What, are you going to check genitals in the bathroom?

  1. No, don’t be ridiculous, the last thing I want to see is a stranger’s penis. That is why we are trying to keep them out, TYVM. 
  2. In almost all cases women can recognise sex on sight (photos slightly worse, about 75%, gait and frame size are tells).
  3. The point is that women need to retain the right to challenge, not how it would be enforced. 

Considering how often trans activists accuse Gender Critical people of being “genitally obsessed”, they really do talk about them a lot, don’t they? So anyway, here goes on debunking this one.

A man is a man, whether or not he still has a penis. So checking genitals is not necessary. 

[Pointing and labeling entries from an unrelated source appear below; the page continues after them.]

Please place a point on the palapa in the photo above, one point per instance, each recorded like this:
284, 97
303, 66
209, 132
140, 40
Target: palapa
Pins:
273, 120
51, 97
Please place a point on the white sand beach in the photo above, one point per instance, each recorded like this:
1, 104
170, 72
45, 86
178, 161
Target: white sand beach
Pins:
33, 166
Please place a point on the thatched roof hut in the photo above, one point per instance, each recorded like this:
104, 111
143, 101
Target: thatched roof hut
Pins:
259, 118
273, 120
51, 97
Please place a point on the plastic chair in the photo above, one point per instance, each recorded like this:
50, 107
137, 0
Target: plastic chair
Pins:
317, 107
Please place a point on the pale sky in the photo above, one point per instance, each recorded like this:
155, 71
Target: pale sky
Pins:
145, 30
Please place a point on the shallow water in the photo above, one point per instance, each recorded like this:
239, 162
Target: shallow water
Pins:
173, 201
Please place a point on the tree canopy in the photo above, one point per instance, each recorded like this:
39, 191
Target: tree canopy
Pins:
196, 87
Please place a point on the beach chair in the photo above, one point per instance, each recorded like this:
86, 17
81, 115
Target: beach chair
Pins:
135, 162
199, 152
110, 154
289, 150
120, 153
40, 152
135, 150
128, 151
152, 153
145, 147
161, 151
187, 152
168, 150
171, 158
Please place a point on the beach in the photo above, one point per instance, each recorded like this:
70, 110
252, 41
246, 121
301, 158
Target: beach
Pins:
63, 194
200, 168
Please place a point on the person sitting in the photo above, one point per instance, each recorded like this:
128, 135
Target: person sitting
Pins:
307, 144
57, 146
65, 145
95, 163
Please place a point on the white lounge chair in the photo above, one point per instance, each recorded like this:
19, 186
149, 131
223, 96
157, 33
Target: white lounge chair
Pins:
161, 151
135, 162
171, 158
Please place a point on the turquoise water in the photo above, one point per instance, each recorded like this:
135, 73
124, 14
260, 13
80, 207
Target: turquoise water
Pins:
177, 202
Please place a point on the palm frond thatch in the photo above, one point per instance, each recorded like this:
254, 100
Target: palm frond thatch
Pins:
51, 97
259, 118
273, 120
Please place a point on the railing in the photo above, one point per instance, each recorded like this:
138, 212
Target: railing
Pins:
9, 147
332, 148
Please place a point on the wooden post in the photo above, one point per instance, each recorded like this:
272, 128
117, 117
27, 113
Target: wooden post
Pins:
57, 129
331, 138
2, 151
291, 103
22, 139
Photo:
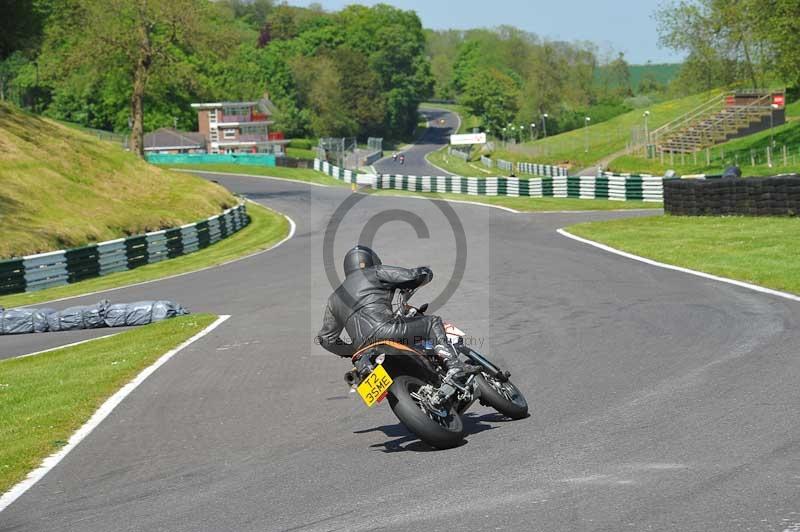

Unsurprisingly, given that we procreate by having sex with someone of the opposite sex, we are good at spotting potential mates (as are pretty much all animals). In-person, very few trans people pass. In any case, the issue isn’t simply how can we enforce a single-sex rule – it is the principle of the rule that we are discussing.

Women have traditionally been able to challenge the presence of men in their spaces – either directly or by going to reception, staff, or males they know and trust – in order to remove them. This is even clearer in the case of prisons and refuges. Casting such challenges as transphobic, as in the WiSpa incident, presents a huge safeguarding risk. This is because men are far more likely to be sex offenders against women and children, so placing them in a category of men that cannot be challenged will attract offenders.

If your interlocutor is unable to see this, they are either stupid, lying, or need an urgent hard drive check. Possibly all three.